Anwar and Bataineh (1998), Azevedo et al. (1998), Dugan et al. (1998), Tan and Lim (1999), Tay et al. (1999), Wong (2000), Ogundare et al. (2003), Abbas et al. (2003), Oginni et al. (2006), Ansari (2004), Subhashraj et al. (2008), Qudah et al. (2005), Sakr et al. (2006) and Simsek et al. (2007), reported that most patients with mandibular fractures are male. The result of this study was similar to the result of previous studies in their respect. This may be due to the fact that men are more present in the society. Based on this study, most patients were in the age range of 21-30. This was similar to the results of studies conducted by Anwar and Bataineh (1998), Dugan et al. (1998), Tan and Lim (1999), Tay et al. (1999), Wong (2000), Abbas et al. (2003), Oginni et al. (2006), Ansari (2004), Subhashraj et al. (2008), Sakr et al. (2006). Azevedo et al. (1998), reported the age range of 16-20 as the most common age of mandibular fracture, perhaps due to a preassumptilon that fighting was the most common cause of the mandibular fractures.

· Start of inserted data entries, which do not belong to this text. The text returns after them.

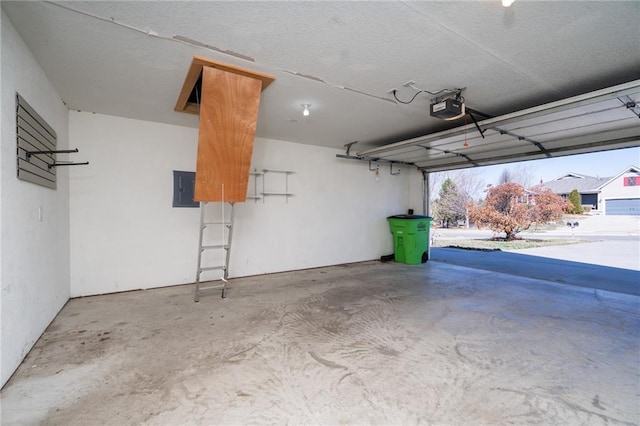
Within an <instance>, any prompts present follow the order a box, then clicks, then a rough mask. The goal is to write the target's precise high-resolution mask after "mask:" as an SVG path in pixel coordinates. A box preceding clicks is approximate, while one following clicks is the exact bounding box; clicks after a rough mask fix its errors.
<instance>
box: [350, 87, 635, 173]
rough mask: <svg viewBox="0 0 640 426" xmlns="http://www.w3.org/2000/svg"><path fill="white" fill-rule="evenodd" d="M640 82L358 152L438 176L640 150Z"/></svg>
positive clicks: (568, 99) (365, 156) (585, 94)
mask: <svg viewBox="0 0 640 426" xmlns="http://www.w3.org/2000/svg"><path fill="white" fill-rule="evenodd" d="M639 102H640V80H636V81H632V82H629V83H625V84H621V85H617V86H613V87H610V88H606V89H602V90H597V91H594V92H590V93H586V94H583V95H580V96H575V97H572V98H567V99H564V100H561V101H557V102H552V103H549V104H544V105H540V106H537V107H533V108H528V109H525V110H522V111H517V112H514V113H510V114H506V115H503V116H499V117H494V118H488V119H485V120H482V121H479V122H474V123H471V124H466V125H464V126H460V127H456V128H453V129H450V130H445V131H442V132H437V133H432V134H428V135H425V136H420V137H417V138H412V139H408V140H404V141H400V142H396V143H392V144H389V145H383V146H380V147H376V148H372V149H367V150H364V151H360V152H358V153H357V154H356V155H355V157H357V158H362V159H367V160H370V159H379V160H385V161H397V162H402V163H408V164H413V165H415V166H416V167H418V168H419V169H421V170H425V171H429V172H432V171H433V172H435V171H444V170H452V169H459V168H466V167H476V166H485V165H492V164H499V163H508V162H514V161H524V160H533V159H541V158H552V157H559V156H565V155H572V154H582V153H587V152H594V151H603V150H611V149H620V148H629V147H635V146H640V123H639V122H638V115H637V113H636V110H635V109H636V108H637V105H638V103H639Z"/></svg>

About 20.87% of the patients were workers. Most patients were residing in Ghazvin city or its suburban areas. This indicates that these people are not familiar enough with safety rules of traffic, occupation and sport in these areas.

Based on this study, the most common cause of mandibular fracture was motor vehicles, which was compatible with surveys of Anwar and Bataineh (1998), Fasola et al. (2001), Tan and Lim (1999), Wong (2000), Ferreira and Amarante (2004), Abbas et al. (2003), Adebayo et al. (2003), Ansari (2004), Subhashraj et al. (2008), Qudah et al. (2005) and Sakr et al. (2006).

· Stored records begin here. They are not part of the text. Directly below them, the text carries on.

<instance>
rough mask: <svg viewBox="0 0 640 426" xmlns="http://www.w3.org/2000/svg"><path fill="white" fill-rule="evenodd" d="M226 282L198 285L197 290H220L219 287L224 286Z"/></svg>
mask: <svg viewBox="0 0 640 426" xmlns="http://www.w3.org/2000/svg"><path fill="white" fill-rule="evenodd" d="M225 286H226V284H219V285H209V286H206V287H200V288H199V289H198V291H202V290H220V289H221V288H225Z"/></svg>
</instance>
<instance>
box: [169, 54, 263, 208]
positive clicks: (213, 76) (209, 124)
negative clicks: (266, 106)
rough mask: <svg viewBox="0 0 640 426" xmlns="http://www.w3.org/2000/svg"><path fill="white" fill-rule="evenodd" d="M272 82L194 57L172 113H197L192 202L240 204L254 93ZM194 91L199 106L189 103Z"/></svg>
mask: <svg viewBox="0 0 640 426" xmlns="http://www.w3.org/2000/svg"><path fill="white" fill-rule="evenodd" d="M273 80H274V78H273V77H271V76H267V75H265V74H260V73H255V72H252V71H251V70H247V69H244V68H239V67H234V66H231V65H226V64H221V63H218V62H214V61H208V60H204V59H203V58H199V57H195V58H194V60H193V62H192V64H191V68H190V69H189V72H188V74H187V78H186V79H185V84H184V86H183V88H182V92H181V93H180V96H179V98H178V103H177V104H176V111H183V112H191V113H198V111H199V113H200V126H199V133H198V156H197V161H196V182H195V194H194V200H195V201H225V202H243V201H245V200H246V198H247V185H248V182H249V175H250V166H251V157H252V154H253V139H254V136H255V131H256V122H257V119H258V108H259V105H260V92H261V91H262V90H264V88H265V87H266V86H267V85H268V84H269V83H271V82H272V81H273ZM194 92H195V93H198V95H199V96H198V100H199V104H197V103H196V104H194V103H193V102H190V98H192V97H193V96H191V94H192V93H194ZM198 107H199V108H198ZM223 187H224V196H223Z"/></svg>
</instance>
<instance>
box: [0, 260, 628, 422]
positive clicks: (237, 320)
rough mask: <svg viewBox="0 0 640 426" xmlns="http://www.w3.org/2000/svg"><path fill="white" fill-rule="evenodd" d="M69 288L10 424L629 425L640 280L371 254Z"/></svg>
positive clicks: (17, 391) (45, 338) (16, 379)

While, individual fights have been mentioned as the main cause of fracture in the reports of King et al. (2004), Ogundare et al. (2003), Azevedo et al. (1998) and Simsek et al. (2007).

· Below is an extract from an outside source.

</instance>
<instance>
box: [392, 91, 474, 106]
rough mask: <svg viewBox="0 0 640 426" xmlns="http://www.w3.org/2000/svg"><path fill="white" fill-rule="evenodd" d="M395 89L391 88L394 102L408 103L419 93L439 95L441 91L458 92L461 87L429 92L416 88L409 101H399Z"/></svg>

This was different from the results of this study. The main cause of this difference is the fact that safety rules are less complied with by car drivers and motorcycle riders of developing countries compared with the developed countries. At present study, the cause of 2.1% of fractures was epilepsy. This indicates the necessity of complying with safety rules in these patients. Also, 1.5% of the patients had mandibular fracture at the time of tooth surgery. At present study most of the patient were treated with open reduction, similar to those carried out by Subhashraj et al. (2008), Sakr et al. (2006), Tan and Lim (1999) and Fasola et al. (2001) in Nigeria in their studies. May be, the main cause of this observation was the multiple maxillofacial fractures associated with other injuries outside the maxillofacial region that needed advanced treatment (Fonseca, 1997). In this study, the most common prescribed X-ray was panoramic. Based on the study, body of mandible showed the highest rate of fracture. This was compatible with the results of the studies conducted by Qudah et al. (2005), Fonseca and Walker (1997) and Fasola et al. (2001). While, the most common area in the studies of Tay et al. (1999), Ferreira and Amarante (2004) was condylar area. Wong (2000), Abbas et al. (2003), King et al. (2004) and Subhashraj et al. (2008) reported parasymphysis as the most frequent fracture in mandible. According to this study, 69.2% of cases had fracture of one area of mandible while, according to the studies of Ogundare et al. (2003), Tay et al. (1999) and Sakr et al. (2006), most patients had bilateral fractures or more anatomical regions were involved. Ogundare (2003) and Subhashraj et al. (2008), reported more fractures in the summer in their studies. This was similar to the results of this study which could be related to a higher traffic of motor vehicles in this season.

CONCLUSION

The results of studies about mandibular fractures are different from one society to other based on geographical, economic, cultural, social and religious conditions. In the under-observe society, the main cause of mandible fracture was motor vehicle accidents. Most patients were in the age range of 21-30 and males. Most accidents occurred during summer. Most patients were treated by open reduction method. Since, the main cause of these fractures proved to be motor vehicle accidents, any efforts made to enforce traffic and safety rules in the roads and improve traffic culture can be an effective measure to promote the present situation.

ACKNOWLEDGEMENT

We thank Dr. Leila. Mahdi Hadji mahmoudlou for their contributions.